ESSAY

2021-01-26

とにかく食べる。

一昔前『カエルを食べてしまえ!』という本が、世界的ベストセラーになりました。カエルを食べるのは、ふつう嫌です(とても上手に調理された、おいしいものではないのなら)。でも、どうしてもカエルを食べなければいけないのであれば、朝一番に食べてしまったらいい。うだうだと先延ばしにしていたら、一日がずっと憂鬱で、カエルを気にして過ごさなければいけなくなるぞ、という話です。

おわかりだと思いますが、カエルとは「やらなければいけないけど、面倒なこと」の比喩。
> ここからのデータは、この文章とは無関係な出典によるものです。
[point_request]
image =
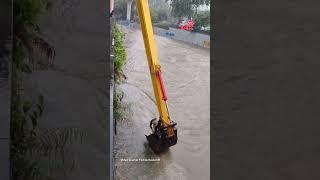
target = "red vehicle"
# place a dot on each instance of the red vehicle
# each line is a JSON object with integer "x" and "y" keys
{"x": 187, "y": 25}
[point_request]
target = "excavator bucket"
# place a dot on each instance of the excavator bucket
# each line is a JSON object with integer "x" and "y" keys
{"x": 162, "y": 137}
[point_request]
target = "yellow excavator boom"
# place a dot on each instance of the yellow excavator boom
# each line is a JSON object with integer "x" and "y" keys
{"x": 147, "y": 32}
{"x": 164, "y": 131}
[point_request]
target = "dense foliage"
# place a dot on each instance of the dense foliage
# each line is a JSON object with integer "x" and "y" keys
{"x": 34, "y": 152}
{"x": 120, "y": 55}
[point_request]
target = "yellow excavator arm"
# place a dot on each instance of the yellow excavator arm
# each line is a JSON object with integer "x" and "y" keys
{"x": 164, "y": 130}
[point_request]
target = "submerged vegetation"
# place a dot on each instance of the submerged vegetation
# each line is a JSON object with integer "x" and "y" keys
{"x": 34, "y": 152}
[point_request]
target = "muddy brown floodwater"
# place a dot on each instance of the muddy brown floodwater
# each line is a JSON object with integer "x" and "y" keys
{"x": 186, "y": 73}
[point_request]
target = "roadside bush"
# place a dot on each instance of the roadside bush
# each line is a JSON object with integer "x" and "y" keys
{"x": 163, "y": 25}
{"x": 120, "y": 55}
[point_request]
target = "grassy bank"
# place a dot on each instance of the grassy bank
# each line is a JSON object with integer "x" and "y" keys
{"x": 35, "y": 153}
{"x": 120, "y": 58}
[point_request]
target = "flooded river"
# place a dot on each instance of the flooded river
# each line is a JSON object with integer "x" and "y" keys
{"x": 186, "y": 76}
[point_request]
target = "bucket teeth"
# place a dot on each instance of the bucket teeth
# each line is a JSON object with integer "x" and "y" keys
{"x": 160, "y": 140}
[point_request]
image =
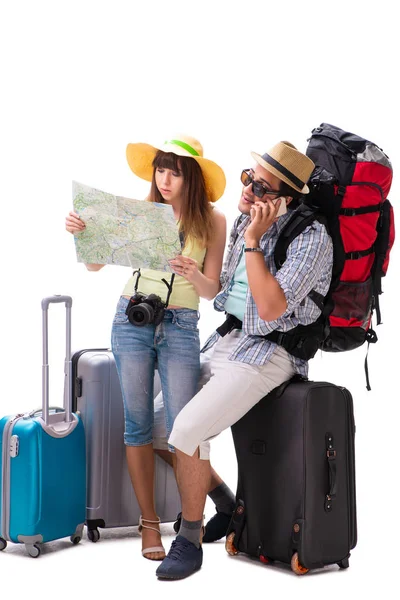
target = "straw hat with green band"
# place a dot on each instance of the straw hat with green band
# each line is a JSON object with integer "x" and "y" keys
{"x": 140, "y": 159}
{"x": 288, "y": 164}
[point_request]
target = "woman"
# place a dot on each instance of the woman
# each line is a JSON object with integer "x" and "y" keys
{"x": 181, "y": 177}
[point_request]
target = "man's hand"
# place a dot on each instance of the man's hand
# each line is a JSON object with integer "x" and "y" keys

つまり、どうせやらなければいけないのなら、朝一番に取り掛かってやってしまうのが、けっきょくベストな行動だということです。ぼくもそう思います。

最新の脳科学やら行動心理学やらによると、小さなすぐにできることから始めて、それを終わらせることでリズムに乗る方がいい、なんて主張が出てきていますし、もしかすると今はそちらの方が主流なのかもしれません。でも、ぼくは『カエルを食べてしまえ!』派です。一番大事なことを一番にやる。シンプルじゃないですか。

一番大事なことに取り掛かる前に、ああだこうだ手を伸ばしたり、思考を飛ばしたりしてしまうのは、他の大事なことも大事だからではなく、逃げているだけです。考えることから。人は考えるのが嫌いですからね。どうにかして避けようとするほどに。
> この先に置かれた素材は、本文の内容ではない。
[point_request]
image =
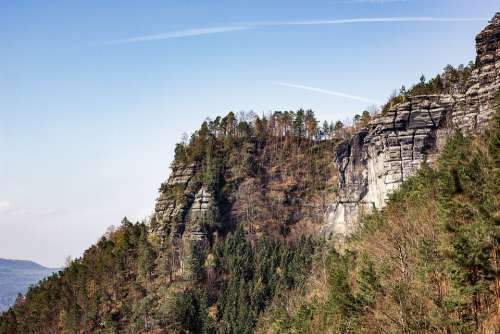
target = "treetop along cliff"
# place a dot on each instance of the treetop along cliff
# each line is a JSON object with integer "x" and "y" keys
{"x": 232, "y": 245}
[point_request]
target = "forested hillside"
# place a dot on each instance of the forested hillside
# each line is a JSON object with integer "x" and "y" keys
{"x": 270, "y": 178}
{"x": 16, "y": 276}
{"x": 427, "y": 263}
{"x": 233, "y": 244}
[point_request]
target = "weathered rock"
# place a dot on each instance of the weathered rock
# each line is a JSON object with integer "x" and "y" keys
{"x": 392, "y": 147}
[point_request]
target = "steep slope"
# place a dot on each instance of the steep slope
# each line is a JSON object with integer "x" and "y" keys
{"x": 427, "y": 263}
{"x": 393, "y": 146}
{"x": 234, "y": 227}
{"x": 16, "y": 276}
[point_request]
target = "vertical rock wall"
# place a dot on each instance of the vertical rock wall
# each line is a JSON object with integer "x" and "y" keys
{"x": 393, "y": 146}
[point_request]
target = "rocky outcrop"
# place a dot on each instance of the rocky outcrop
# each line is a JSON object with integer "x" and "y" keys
{"x": 183, "y": 211}
{"x": 392, "y": 147}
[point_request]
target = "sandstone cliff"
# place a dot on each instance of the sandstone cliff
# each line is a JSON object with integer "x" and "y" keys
{"x": 392, "y": 147}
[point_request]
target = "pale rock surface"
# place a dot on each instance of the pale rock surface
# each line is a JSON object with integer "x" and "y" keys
{"x": 393, "y": 146}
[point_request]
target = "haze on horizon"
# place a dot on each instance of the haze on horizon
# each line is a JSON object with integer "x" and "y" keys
{"x": 94, "y": 96}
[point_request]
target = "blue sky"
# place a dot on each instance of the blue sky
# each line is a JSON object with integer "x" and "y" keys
{"x": 94, "y": 95}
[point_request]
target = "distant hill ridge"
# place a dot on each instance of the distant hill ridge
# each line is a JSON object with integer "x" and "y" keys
{"x": 16, "y": 276}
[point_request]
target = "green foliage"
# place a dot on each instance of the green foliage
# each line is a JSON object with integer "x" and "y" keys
{"x": 427, "y": 263}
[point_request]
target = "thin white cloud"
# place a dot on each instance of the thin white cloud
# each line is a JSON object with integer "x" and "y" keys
{"x": 329, "y": 92}
{"x": 175, "y": 34}
{"x": 372, "y": 1}
{"x": 363, "y": 20}
{"x": 262, "y": 24}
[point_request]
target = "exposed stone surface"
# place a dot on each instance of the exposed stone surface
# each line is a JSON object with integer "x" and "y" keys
{"x": 392, "y": 147}
{"x": 182, "y": 211}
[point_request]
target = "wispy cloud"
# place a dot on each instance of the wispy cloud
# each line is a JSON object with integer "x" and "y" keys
{"x": 362, "y": 20}
{"x": 371, "y": 1}
{"x": 9, "y": 209}
{"x": 233, "y": 27}
{"x": 329, "y": 92}
{"x": 175, "y": 34}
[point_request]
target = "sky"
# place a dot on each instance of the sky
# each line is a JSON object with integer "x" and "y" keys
{"x": 95, "y": 94}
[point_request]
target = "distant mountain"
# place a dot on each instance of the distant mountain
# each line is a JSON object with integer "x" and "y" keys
{"x": 16, "y": 276}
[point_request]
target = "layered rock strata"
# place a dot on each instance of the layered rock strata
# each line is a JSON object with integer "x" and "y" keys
{"x": 392, "y": 147}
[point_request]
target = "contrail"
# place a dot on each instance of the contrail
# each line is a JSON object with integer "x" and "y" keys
{"x": 262, "y": 24}
{"x": 329, "y": 92}
{"x": 362, "y": 20}
{"x": 175, "y": 34}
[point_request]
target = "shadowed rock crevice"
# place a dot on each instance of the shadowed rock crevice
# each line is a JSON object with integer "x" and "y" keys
{"x": 392, "y": 147}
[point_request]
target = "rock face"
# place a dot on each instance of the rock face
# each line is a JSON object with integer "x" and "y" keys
{"x": 393, "y": 146}
{"x": 183, "y": 211}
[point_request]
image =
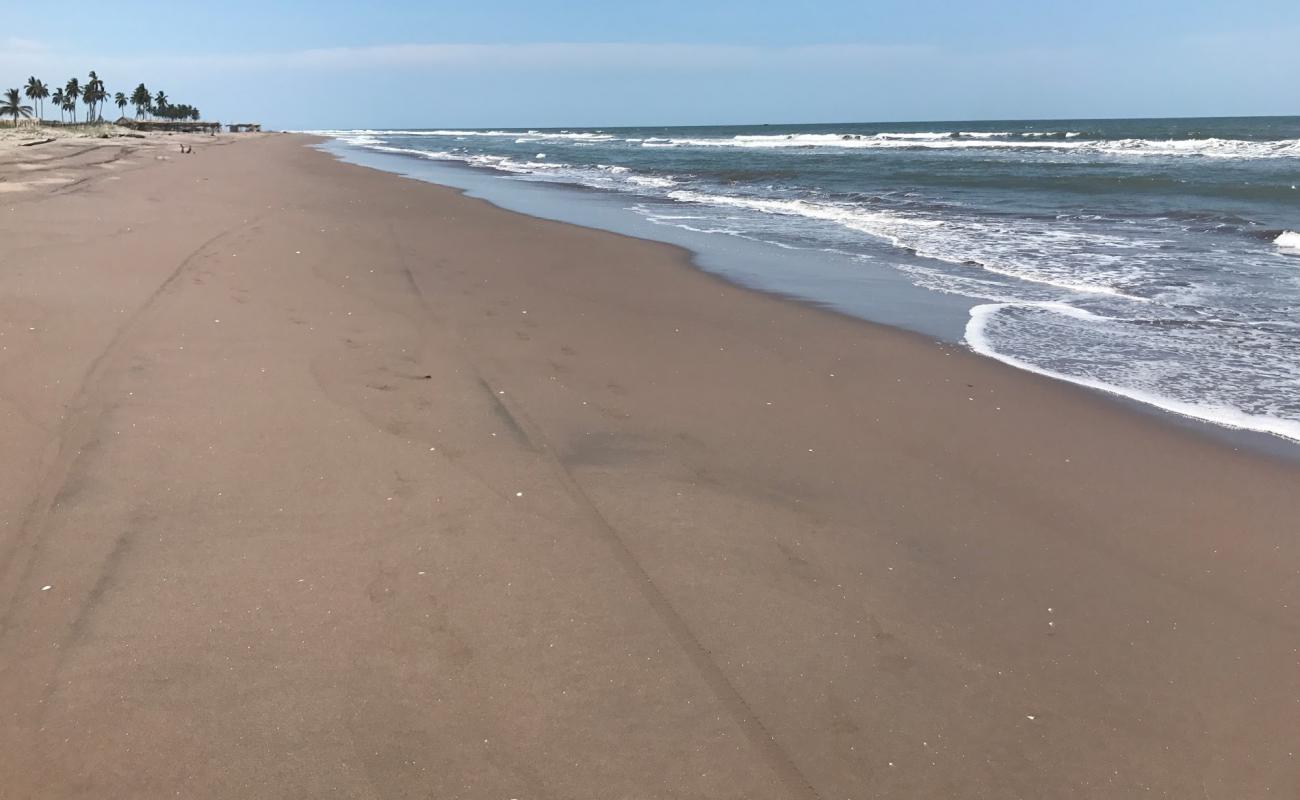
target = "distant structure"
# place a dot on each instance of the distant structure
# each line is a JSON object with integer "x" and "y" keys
{"x": 170, "y": 125}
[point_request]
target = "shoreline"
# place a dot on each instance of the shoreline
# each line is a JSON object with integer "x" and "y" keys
{"x": 329, "y": 481}
{"x": 700, "y": 249}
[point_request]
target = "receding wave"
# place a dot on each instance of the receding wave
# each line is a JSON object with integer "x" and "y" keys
{"x": 1051, "y": 141}
{"x": 1026, "y": 334}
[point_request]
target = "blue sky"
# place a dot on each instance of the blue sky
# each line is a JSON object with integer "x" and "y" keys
{"x": 514, "y": 63}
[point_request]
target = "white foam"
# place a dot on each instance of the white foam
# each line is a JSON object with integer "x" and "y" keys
{"x": 1032, "y": 141}
{"x": 1288, "y": 240}
{"x": 948, "y": 241}
{"x": 1220, "y": 414}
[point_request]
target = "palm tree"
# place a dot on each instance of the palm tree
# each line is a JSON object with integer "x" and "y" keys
{"x": 141, "y": 100}
{"x": 13, "y": 107}
{"x": 73, "y": 93}
{"x": 37, "y": 93}
{"x": 60, "y": 100}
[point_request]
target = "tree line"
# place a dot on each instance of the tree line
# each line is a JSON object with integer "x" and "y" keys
{"x": 95, "y": 96}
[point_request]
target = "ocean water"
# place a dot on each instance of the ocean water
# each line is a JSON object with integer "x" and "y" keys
{"x": 1156, "y": 259}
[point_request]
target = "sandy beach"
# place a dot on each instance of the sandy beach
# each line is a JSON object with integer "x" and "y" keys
{"x": 325, "y": 483}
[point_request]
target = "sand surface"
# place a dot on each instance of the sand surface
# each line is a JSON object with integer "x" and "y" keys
{"x": 324, "y": 483}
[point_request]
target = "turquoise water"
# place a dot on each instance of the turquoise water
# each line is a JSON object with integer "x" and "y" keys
{"x": 1157, "y": 259}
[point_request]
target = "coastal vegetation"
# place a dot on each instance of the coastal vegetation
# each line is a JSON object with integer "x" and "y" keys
{"x": 27, "y": 106}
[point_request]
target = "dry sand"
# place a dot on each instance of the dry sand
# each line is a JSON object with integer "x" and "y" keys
{"x": 325, "y": 483}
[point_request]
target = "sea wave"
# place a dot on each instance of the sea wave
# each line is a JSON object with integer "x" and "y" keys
{"x": 1032, "y": 141}
{"x": 1023, "y": 255}
{"x": 1151, "y": 385}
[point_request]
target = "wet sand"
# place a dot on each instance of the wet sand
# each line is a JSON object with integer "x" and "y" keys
{"x": 321, "y": 481}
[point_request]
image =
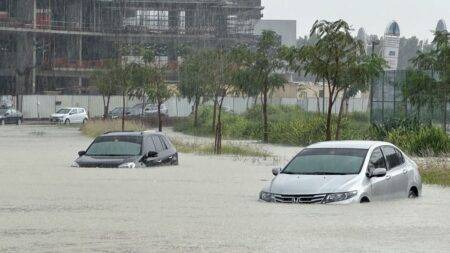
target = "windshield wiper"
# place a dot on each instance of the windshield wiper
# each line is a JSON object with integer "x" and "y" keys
{"x": 328, "y": 173}
{"x": 110, "y": 155}
{"x": 316, "y": 173}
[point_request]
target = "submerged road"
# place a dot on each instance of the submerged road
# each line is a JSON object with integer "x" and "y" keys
{"x": 206, "y": 204}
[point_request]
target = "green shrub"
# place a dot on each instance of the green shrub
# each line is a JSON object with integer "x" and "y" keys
{"x": 287, "y": 125}
{"x": 423, "y": 141}
{"x": 94, "y": 128}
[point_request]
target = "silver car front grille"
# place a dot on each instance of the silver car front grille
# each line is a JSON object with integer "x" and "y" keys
{"x": 300, "y": 199}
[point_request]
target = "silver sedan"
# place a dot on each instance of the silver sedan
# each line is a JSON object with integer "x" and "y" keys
{"x": 345, "y": 172}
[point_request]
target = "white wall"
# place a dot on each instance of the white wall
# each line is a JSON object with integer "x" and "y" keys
{"x": 41, "y": 106}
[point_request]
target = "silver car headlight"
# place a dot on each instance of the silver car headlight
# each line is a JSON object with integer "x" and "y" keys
{"x": 335, "y": 197}
{"x": 129, "y": 165}
{"x": 266, "y": 196}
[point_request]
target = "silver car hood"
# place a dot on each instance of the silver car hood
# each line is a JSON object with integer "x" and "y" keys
{"x": 58, "y": 115}
{"x": 312, "y": 184}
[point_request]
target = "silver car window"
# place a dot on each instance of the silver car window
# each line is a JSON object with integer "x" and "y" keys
{"x": 392, "y": 158}
{"x": 377, "y": 159}
{"x": 158, "y": 143}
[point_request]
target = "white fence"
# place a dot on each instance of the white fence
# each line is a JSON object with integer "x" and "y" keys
{"x": 41, "y": 106}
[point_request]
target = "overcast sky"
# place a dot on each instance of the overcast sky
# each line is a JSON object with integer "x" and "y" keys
{"x": 415, "y": 17}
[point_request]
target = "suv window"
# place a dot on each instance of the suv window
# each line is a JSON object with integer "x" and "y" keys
{"x": 400, "y": 155}
{"x": 392, "y": 157}
{"x": 377, "y": 159}
{"x": 158, "y": 143}
{"x": 166, "y": 141}
{"x": 150, "y": 146}
{"x": 163, "y": 142}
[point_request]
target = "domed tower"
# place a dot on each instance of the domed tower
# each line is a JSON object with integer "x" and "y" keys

あなたの明日の「カエル」はなんでしょうか。ぼくの「カエル」は去年から準備している本を書き進めることです。あなたもどうぞ「カエル」と向き合ってください。そして朝一番に食べてしまってください。最高の気分で午後になりますよ。

では、また書きます。
左目が半分赤くなってます。使いすぎかしらんね。